Телефон. Час двадцать пять. Зачем ты звонишь так поздно, мон амур? Что-нибудь приключилось, или просто выдался момент спокойно поболтать по телефону? Я знаю, сейчас я услышу твой голос и в момент забуду, что ты сын моей лучшей подруги. Что меня мучают подозрения, что я спятила от дикой работы, нервного перенапряжения и внутреннего чувства вины на свою судьбу, за то, что забросила кафедру, наплевала на сенсационную диссертацию, моментально давшую мне известность в биологических кругах, причем не только советских, предала обожаемых профессоров и занялась тошнотворным бизнесом, рюшечками и крылышками, полосочками и ромбиками, крышами и взятками ради примитивного выживания, ради денег, делающих деньги, и в свою очередь делающих морщины.

– Что?! Да что ты говоришь?! Андрей, ты уверен? Неужели вскрылись все черные растаможки?

Типичный ужасный звонок в половине второго ночи. Арестован груз, завтра опечатают офис, заморозят счета; нужно будет искать кому давать, что давать и когда давать.

Но как это вскрылось? Кто-то стукнул, что в контейнерах помимо гуманитарной помощи были еще и шмотки? Кто?

Быстро понять, кого ставить на рога? Или прикинуть размер убытков?

Меня бесят книжки, по-прежнему стоящие на книжных полках. Мандельштам в "Библиотеке поэта", Цветаева, Макс Фриш, зеленый Булгаков, за которого когда-то было отдано шестьдесят рублей – несусветные деньги.

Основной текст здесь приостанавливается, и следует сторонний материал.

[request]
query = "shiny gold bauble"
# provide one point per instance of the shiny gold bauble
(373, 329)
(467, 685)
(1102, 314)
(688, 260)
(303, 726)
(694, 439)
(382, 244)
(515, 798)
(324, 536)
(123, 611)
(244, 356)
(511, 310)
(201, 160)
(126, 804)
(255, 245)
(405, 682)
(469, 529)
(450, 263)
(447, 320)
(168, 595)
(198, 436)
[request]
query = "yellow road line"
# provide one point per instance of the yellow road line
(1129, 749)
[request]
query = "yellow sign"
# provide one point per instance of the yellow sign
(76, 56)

Книги по биологии, монографии друзей с дарственными надписями.

Советское прошлое, пялящееся с книжных полок. Ярость и ощущение, что жизнь пошла не туда. И одновременно чувство, что все былые истории – детская возня, ненастоящая жизнь, шедшая по игрушечному сценарию. А настоящая жизнь пахнет усталостью, дорогим коньяком, деньгами, сильными страстями, страхом, риском.

Когда-нибудь, через много лет, я обязательно напишу маленький дневничок-воспоминания. Буду сидеть в овальном кабинете на втором этаже своего шикарного загородного дома, оставив всю суету уборки и досужьи разговоры прислуги – внизу, и под мерное, немного тревожное тиканье часов буду терпеливо заполнять листочек за листочком красивым мелким почерком. Там обязательно будет рассказано об умопомрачении сходящего на нет в определенный момент жизни периода, в котором есть место эмоциональному беспределу. Периода, когда смотришь на часы и думаешь, вот пройдет совсем немного времени, и мы будем вместе – разговаривать, ужинать, любить друг друга.

О том периоде, когда у всякой любовной истории есть непременно романтическое начало, прозаическое продолжение и всегда печальный конец – что ж, не подошли друг другу, не совпали, я люблю одно, ты – другое, мне сорок пять, тебе девятнадцать.

Вот оно, образцовое мучительное утро. Кофе, мюсли, апельсиновый сок из-под гнусно ревущей соковыжималки. И колотится сердце. Халат на полу в ванной, метания босиком от шкафа в спальне к остывающему на кухне кофе. Утренняя паника, что сегодня надеть, чтобы выглядеть правильно при разборке сложнейшей ситуации, ставящей под грозу весь бизнес последних лет. Нужна скромность и достоинство, подавленность и доступный для постсоветских чиновников женский шарм. Значит – яркий макияж, белая блузка со стоечкой и темно-синий костюм. Нет, лучше васильковая блузка в горошек и темно-синий костюм. Не этот, двубортный, а вот тот, поскромнее, но который, тем не менее, подчеркивает женственную округлость форм, узкую талию и стройные ноги. Ноги, которые тебе нравятся.